O quarto fator é que a gente está em um mandato, em uma energia nova, com a cabeça na região, uma nova energia de olhar o clima como prioridade, numa visão regional e com a cabeça de impacto de ações concretas. Vamos implementar.

Quando o sr. menciona a nova realidade política da região, está falando do Brasil e de onde mais?

Tem um novo governo aqui, tem um novo governo na Colômbia, tem os países da região, olhando essa questão, com uma nova energia.

Falando de uma forma geral, não só da região amazônica, há uma nova visão para América Latina, que já tem uma matriz energética mais limpa que o resto do mundo e há investimento em renováveis, em solar, eólica. E esses investimentos estão vindo com uma força enorme. Eu estive na Alemanha agora, com investidor privado, e as perguntas são bem específicas. Esses investimentos vão vir.

E o que o sr. respondeu?

Que eu vejo os governos comprometidos com os renováveis. Acho que isso aqui está dando retorno. Acho que os países perceberam que eles têm uma vantagem comparativa de algo que o mundo está precisando. Nós vamos exportar energia limpa. Exportar minerais, lítio, na Bolívia, Chile, Argentina.

A América Latina corre risco de não estar avançando na velocidade necessária para assumir esse papel de protagonismo na agenda de transição energética?

Nós temos uma oportunidade hoje, única, de aproveitar as vantagens comparativas que a gente tem em benefício da região e do mundo. Mas é uma oportunidade. A gente tem que ter infraestrutura, regulação. Nós já perdemos oportunidades no passado, então nada está garantido. Mas o que a gente tem que fazer é perceber o momento único, preparar o que precisa fazer, ter planos de sustentabilidade. Os Estados têm que está pensando nisso como estão mesmo.

O governador Tarcísio, ainda no governo federal, chegou a falar de green bonds. No governo estadual ele voltou a falar, e em parceria com o BID. Isso está sendo discutido com o governo federal também?

Não entramos em detalhes de empréstimos que ainda não estão prontos. Mas o que eu posso dizer é que temos discussões em vários aspectos sobre instrumentos financeiros. Temos trabalhado em outros países com inovações que tem funcionado.

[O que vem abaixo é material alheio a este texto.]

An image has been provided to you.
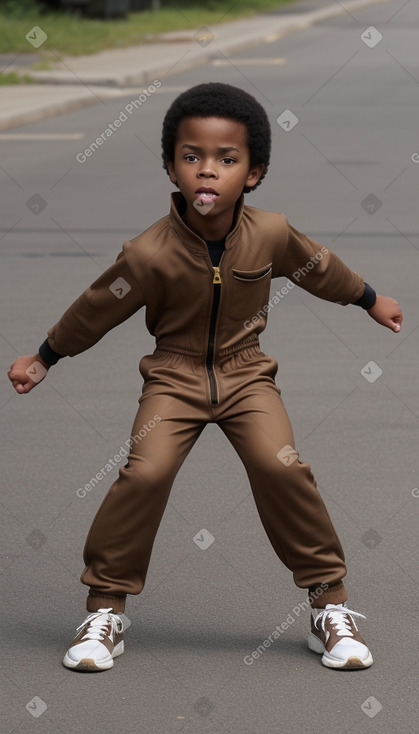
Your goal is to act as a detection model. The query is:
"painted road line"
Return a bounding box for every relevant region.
[211,57,286,66]
[0,133,86,143]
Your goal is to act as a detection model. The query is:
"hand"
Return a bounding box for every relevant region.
[7,354,49,395]
[367,295,403,332]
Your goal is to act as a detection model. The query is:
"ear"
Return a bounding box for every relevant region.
[166,158,177,186]
[245,163,265,187]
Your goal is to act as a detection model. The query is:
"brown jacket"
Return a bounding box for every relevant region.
[48,192,364,359]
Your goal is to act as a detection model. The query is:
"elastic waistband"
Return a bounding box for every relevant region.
[156,334,259,358]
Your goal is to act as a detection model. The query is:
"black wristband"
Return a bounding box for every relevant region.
[354,283,377,309]
[38,339,64,367]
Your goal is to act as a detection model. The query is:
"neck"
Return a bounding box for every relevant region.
[182,208,238,240]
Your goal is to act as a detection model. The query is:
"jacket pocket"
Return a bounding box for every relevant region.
[229,263,272,322]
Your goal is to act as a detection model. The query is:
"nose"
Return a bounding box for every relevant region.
[198,160,217,178]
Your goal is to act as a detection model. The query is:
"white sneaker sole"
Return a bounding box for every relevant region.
[63,640,124,673]
[308,632,374,670]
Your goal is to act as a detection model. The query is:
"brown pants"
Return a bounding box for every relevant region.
[81,346,347,612]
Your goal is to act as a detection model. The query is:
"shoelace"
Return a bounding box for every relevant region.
[76,612,123,640]
[314,607,366,637]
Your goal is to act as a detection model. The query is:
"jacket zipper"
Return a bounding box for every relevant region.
[206,266,222,405]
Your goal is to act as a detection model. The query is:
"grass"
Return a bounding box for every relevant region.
[0,0,295,56]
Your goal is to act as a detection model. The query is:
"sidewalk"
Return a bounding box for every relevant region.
[0,0,388,131]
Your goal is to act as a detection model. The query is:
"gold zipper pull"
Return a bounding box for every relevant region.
[212,266,222,285]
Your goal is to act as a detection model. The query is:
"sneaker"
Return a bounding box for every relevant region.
[308,604,373,670]
[63,608,124,673]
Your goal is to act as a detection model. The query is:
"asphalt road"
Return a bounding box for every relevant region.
[0,0,419,734]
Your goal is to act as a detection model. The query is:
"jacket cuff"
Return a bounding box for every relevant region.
[38,339,64,367]
[354,283,377,310]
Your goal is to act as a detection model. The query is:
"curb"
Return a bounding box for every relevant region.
[0,0,389,131]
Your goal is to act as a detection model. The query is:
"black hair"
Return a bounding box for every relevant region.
[161,82,271,193]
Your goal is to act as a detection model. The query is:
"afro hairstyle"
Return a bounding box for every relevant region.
[161,82,271,194]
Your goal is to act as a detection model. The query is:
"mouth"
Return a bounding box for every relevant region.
[195,186,219,204]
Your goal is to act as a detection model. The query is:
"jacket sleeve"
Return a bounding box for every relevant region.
[274,219,365,306]
[48,249,145,357]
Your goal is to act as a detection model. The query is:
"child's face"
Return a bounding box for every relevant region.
[167,117,264,229]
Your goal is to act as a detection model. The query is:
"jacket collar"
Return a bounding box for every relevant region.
[169,191,244,250]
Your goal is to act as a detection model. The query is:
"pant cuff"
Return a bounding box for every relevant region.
[86,591,127,614]
[309,581,348,609]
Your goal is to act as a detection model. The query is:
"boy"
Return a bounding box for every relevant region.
[8,83,402,671]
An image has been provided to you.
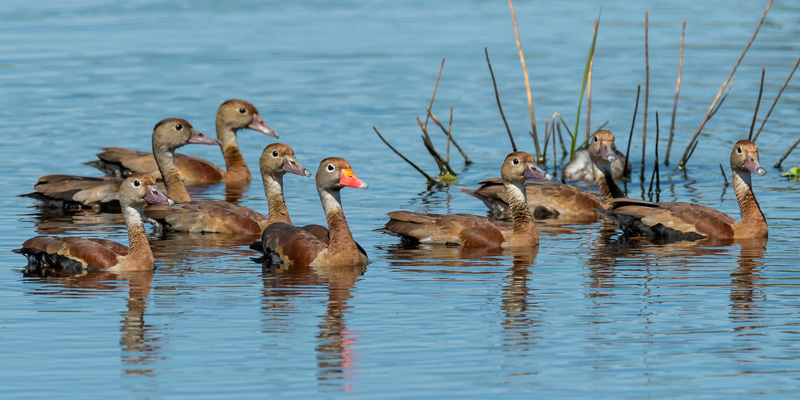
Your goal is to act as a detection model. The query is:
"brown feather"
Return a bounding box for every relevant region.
[461,178,603,221]
[26,175,122,209]
[261,222,328,265]
[144,200,268,235]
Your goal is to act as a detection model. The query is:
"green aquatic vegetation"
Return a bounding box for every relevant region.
[781,167,800,182]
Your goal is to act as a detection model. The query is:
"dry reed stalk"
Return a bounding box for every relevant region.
[447,106,453,164]
[774,139,800,168]
[556,119,569,157]
[508,0,541,160]
[586,49,597,140]
[417,117,456,176]
[678,0,772,169]
[753,54,800,142]
[647,111,661,201]
[483,47,517,151]
[423,58,444,128]
[747,67,767,141]
[622,85,642,186]
[428,107,472,164]
[664,20,686,165]
[639,11,650,181]
[372,126,438,185]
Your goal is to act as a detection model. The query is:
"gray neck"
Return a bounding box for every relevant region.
[319,190,355,247]
[261,173,292,224]
[153,146,191,201]
[731,170,767,226]
[503,182,536,232]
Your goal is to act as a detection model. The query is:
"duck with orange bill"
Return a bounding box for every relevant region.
[261,157,369,268]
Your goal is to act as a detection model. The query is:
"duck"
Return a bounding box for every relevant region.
[14,174,172,276]
[22,118,219,213]
[561,138,633,182]
[382,151,553,248]
[261,157,370,268]
[145,138,311,236]
[86,99,278,185]
[461,130,625,222]
[598,140,769,242]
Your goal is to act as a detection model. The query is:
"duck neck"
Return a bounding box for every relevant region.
[592,162,625,201]
[261,173,292,225]
[217,118,251,182]
[153,147,192,201]
[731,170,767,236]
[319,190,358,253]
[122,206,154,269]
[503,182,536,234]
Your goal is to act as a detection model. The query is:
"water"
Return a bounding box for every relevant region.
[0,0,800,399]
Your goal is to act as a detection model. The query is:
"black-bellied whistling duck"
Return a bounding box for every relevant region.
[15,174,172,275]
[145,140,311,236]
[258,143,311,224]
[23,118,219,212]
[384,151,553,248]
[87,99,278,185]
[261,157,369,268]
[462,130,625,222]
[598,140,768,241]
[561,138,632,182]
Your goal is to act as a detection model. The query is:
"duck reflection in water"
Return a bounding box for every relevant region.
[23,271,163,376]
[731,239,767,328]
[261,264,366,392]
[502,248,542,356]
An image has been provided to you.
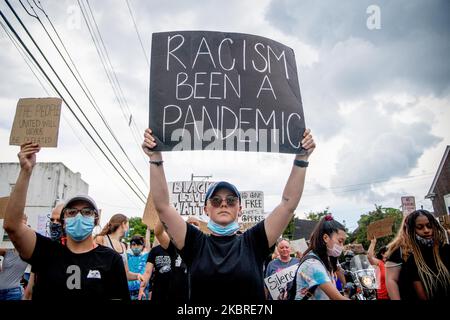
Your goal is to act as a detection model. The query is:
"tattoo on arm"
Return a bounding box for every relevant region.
[161,220,177,247]
[169,234,178,247]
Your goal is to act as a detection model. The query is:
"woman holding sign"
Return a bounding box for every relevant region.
[142,129,316,303]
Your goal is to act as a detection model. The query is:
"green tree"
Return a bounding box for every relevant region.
[124,217,152,242]
[306,207,331,221]
[346,204,403,251]
[283,216,297,240]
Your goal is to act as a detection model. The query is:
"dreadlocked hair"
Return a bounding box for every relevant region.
[303,216,345,273]
[96,213,128,237]
[407,210,450,299]
[386,215,412,261]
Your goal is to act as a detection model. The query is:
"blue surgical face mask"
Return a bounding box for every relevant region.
[65,213,95,242]
[131,248,142,256]
[49,222,62,241]
[208,219,239,236]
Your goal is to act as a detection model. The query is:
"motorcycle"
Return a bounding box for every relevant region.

Então, não vou te responder especificamente, mas em todas as minhas conversas bilaterais discutimos como podemos usar os instrumentos para captar mais, e a segunda parte da conversa é o que vai ser feito com o dinheiro. Porque precisa ter dinheiro, mas eu preciso do outro lado, eu preciso do projeto.

O Brasil tem feito um bom trabalho para passar credibilidade na agenda econômica, de responsabilidade fiscal, para atrair o investimento do BID, dos países doadores?

A sustentabilidade econômica está diretamente ligada à sustentabilidade ambiental e social. As coisas andam juntas. Então, se você olha um país seriamente comprometido com a sustentabilidade ambiental, o recurso vem. Se o dinheiro vem, facilita a questão fiscal também. A mesma coisa a questão social. Nunca se viu tanto interesse em Belém, empresas vindo, pequenas e médias empresas. Será que alguma coisa vai virar crescimento? Pode ser, porque o PIB de alguns Estados vem de pequenas e médias empresas mesmo.

Quando falamos: temos R$ 4,5 bilhões para a região, tem uma boa chance daquilo lá virar um crescimento econômico. É certo? Não. É uma oportunidade, temos que trabalhar. Mas a sustentabilidade econômica e a sustentabilidade ambiental andam juntas. Se você mostrar esforço nesse lado, vai entrar dinheiro.

Essa questão do Uruguai, por exemplo, pode entrar dinheiro se o país atingir a meta, que são recursos concessionais, não reembolsáveis. Isso dá para a gente fazer com os fundos. Então, se você tiver essa visão, você consegue mais recursos e esses recursos também incentivam mais a economia.

Em busca de mais financiamento para a preservação e ações sustentáveis na Amazônia, o presidente do Banco Interamericano de Desenvolvimento (BID), Ilan Goldfajn, defende ser possível “mudar o patamar” de dinheiro destinado à região. Para alcançar investidores, ele defende que se discuta a possibilidade de criar green bonds amazônicos, títulos verdes que seriam emitidos pelos países da região e vinculados a metas de preservação.

“Se mostrar credibilidade, dá para mudar o patamar com esses instrumentos financeiros. Um deles são bonds amazônicos, ligados a indicador regional”, afirma Goldfajn. Ele falou ao Estadão durante passagem pelo Brasil para participar da Cúpula da Amazônia, realizada em 8 e 9 de agosto.

O assunto, segundo ele, pode ser debatido em setembro em um encontro que deve reunir países doadores (como europeus e EUA) e países da região amazônica. A reunião ocorrerá em Santiago de Compostela, na Espanha.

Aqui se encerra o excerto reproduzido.